La prise en charge des populations en milieu ouvert continue en effet de s’effectuer dans un contexte où, sur longue période, le nombre de mesures augmente et où les difficultés sociales et économiques des publics s’aggravent. Ces évolutions se traduisent par une augmentation du flux et du stock de dossiers qui doivent être suivis par les SPIP et sur lesquels ils devraient normalement intervenir le plus rapidement possible pour assurer l’effectivité de la peine. Or le circuit ne fonctionne pas toujours.
Il n’est pas rare en effet que les délais s’accumulent avant la transmission du dossier par les services judiciaires : certaines mesures sont notifiées tardivement par les JAP et les SPIP ne peuvent intervenir qu’avec retard. Parfois, ce sont les SPIP eux mêmes qui tardent à se saisir de dossiers parce que les travailleurs sociaux sont déjà mobilisés par d’autres affaires.
Les retards dans le déploiement d’APPI empêchent de cerner au niveau national l’ampleur de ce phénomène. Mais la situation n’en est pas moins alarmante. Certains services ont ainsi renoncé à traiter tous les dossiers qu’ils reçoivent et se bornent à gérer des « files d’attente » [7]. Dans le Val d’Oise, par exemple, le SPIP estime à environ 250 le stock de dossiers en attente d’affectation. Dans l’Essonne, d’après le recensement approximatif effectué à la demande de la Cour (le secteur de Longjumeau n’a pas été pris en compte), 324 dossiers étaient en attente sur les 998 pris en charge en janvier 2005, soit 32,5 %.
Cette proportion élevée n’est pas seulement le reflet des spécificités de la région parisienne et de la taille des SPIP en cause. Selon une enquête de l’administration centrale de 2001, sur les 138 antennes de milieu ouvert analysées, seulement 67 % des personnes avaient été affectées à un travailleur social. Ceci tendrait à démontrer que, loin d’être exceptionnelle, la situation de l’Essonne est en fait représentative de celle de la majorité des SPIP, y compris des plus petits. Dans le Cher par exemple, le directeur du SPIP estimait que son service était parfois considéré comme le « maillon faible » de la chaîne pénale, incapable de prendre en charge l’intégralité des dossiers.
Pourtant, certains départements ont su mettre en place des méthodes de travail qui permettent d’éviter de tels dysfonctionnements, à travers une approche qui vise à accroître l’individualisation des réponses apportées par le SPIP et se traduit par une différenciation du niveau du suivi selon la difficulté et l’urgence du dossier.
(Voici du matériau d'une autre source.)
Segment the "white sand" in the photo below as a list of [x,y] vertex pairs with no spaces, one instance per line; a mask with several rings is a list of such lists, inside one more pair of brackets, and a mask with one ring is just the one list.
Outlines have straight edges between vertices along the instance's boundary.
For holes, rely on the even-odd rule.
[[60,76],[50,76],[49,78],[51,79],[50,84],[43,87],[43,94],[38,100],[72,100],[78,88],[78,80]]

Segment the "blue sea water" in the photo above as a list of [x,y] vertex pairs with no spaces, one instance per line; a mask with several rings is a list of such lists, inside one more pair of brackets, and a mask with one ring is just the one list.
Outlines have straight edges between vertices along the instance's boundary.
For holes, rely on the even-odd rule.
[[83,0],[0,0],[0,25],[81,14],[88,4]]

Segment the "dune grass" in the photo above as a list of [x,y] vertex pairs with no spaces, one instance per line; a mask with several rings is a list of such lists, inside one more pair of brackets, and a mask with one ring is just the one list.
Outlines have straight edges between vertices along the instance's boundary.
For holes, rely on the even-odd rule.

Dans l’Indre, les mesures sont ainsi prises en charge en suivis « allégés », « intensifs » ou « dossiers sensibles » avec pour objectif de limiter à un mois le délai entre la saisine par la juridiction et la première convocation de la personne.
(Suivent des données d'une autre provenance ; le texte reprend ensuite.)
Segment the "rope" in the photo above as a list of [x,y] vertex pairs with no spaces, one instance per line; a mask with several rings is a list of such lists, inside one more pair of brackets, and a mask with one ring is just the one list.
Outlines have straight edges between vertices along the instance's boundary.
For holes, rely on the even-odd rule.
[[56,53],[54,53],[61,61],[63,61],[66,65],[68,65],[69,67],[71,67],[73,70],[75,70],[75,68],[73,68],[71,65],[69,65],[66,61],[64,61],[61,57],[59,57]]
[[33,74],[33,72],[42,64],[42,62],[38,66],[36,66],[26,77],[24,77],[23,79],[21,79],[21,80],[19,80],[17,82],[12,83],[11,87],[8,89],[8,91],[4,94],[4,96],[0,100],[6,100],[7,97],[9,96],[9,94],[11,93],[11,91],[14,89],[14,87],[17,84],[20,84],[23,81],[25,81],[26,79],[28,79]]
Une démarche plus ambitieuse a été mise en place dans le Val de Marne où la différenciation du suivi a été institutionnalisée et a conduit à réorganiser le fonctionnement global du SPIP. Elle a permis d’éviter la formation de « stocks » et a augmenté l’efficacité du service en termes de « productivité ». Elle a surtout contribué à ce que le SPIP apporte la réponse adaptée à chaque personne, en l’individualisant en fonction de critères objectifs. La démarche est le support d’une véritable politique de prise en charge à partir de priorités définies en accord avec les juges. Elle permet aux travailleurs sociaux et aux conseillers d’insertion de sortir de leur isolement pour prendre des décisions, par nature difficiles, qui ne sont plus l’expression de leur seule opinion mais celle du service dans sa globalité. Ainsi, le directeur du SPIP et le JAP ont-ils la garantie que les décisions sont prises sur une base cohérente, moins subjective, qui assure une égalité de traitement entre les personnes. La démarche renforce donc l’identité du service et sa crédibilité et va dans le sens d’une plus grande professionnalisation. Malheureusement, aucun soutien n’a été accordé au Val de Marne pour mettre en place sa nouvelle politique qui n’a fait l’objet d’aucune évaluation ni d’aucune diffusion à l’égard d’autres SPIP.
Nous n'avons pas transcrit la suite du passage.